Showing 6 changed files with 261 additions and 51 deletions.
diff --git a/sql/catalyst/src/main/java/org/apache/spark/sql/connector/catalog/functions/Reducer.java b/sql/catalyst/src/main/java/org/apache/spark/sql/connector/catalog/functions/Reducer.java
@@ -21,13 +21,20 @@
 /**
  * A 'reducer' for output of user-defined functions.
  *
- * A user_defined function f_source(x) is 'reducible' on another user_defined function f_target(x),
- * if there exists a 'reducer' r(x) such that r(f_source(x)) = f_target(x) for all input x.

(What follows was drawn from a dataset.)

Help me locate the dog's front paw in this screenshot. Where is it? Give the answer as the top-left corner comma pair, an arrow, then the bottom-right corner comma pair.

+ * @see ReducibleFunction
+ *
+ * A user defined function f_source(x) is 'reducible' on another user_defined function f_target(x) if
+ * <ul>
+ *   <li> There exists a reducer function r(x) such that r(f_source(x)) = f_target(x) for all input x. </li>
+ *   <li> More generally, there exists two reducer functions r1(x) and r2(x) such that
+ *     r1(f_source(x)) = r2(f_target(x)) for all input x. </li>
+ * </ul>
+ *
  * @param <I> reducer input type
  * @param <O> reducer output type
  * @since 4.0.0
  */
 @Evolving
 public interface Reducer<I, O> {
-    O reduce(I arg1);
+    O reduce(I arg);
 }
diff --git a/...yst/src/main/java/org/apache/spark/sql/connector/catalog/functions/ReducibleFunction.java b/...yst/src/main/java/org/apache/spark/sql/connector/catalog/functions/ReducibleFunction.java
@@ -17,23 +17,34 @@
 package org.apache.spark.sql.connector.catalog.functions;
 
 import org.apache.spark.annotation.Evolving;
-import scala.Option;
 
 /**
  * Base class for user-defined functions that can be 'reduced' on another function.
  *
  * A function f_source(x) is 'reducible' on another function f_target(x) if
- * there exists a reducer function r(x) such that r(f_source(x)) = f_target(x) for all input x.
- *
+ * <ul>
+ *   <li> There exists a reducer function r(x) such that r(f_source(x)) = f_target(x) for all input x. </li>
+ *   <li> More generally, there exists two reducer functions r1(x) and r2(x) such that
+ *        r1(f_source(x)) = r2(f_target(x)) for all input x. </li>
+ * </ul>
  * <p>
  * Examples:
  * <ul>
- *    <li>Bucket functions
+ *    <li>Bucket functions where one side has reducer
  *    <ul>
  *        <li>f_source(x) = bucket(4, x)</li>
  *        <li>f_target(x) = bucket(2, x)</li>
- *        <li>r(x) = x / 2</li>
+ *        <li>r(x) = x % 2</li>
  *    </ul>
+ *
+ *    <li>Bucket functions where both sides have reducer
+ *    <ul>
+ *        <li>f_source(x) = bucket(16, x)</li>
+ *        <li>f_target(x) = bucket(12, x)</li>
+ *        <li>r1(x) = x % 4</li>
+ *        <li>r2(x) = x % 4</li>
+ *    </ul>
+ *
  *    <li>Date functions
  *    <ul>
  *        <li>f_source(x) = days(x)</li>
@@ -49,24 +60,42 @@
 public interface ReducibleFunction<I, O> {
 
     /**
-     * If this function is 'reducible' on another function, return the {@link Reducer} function.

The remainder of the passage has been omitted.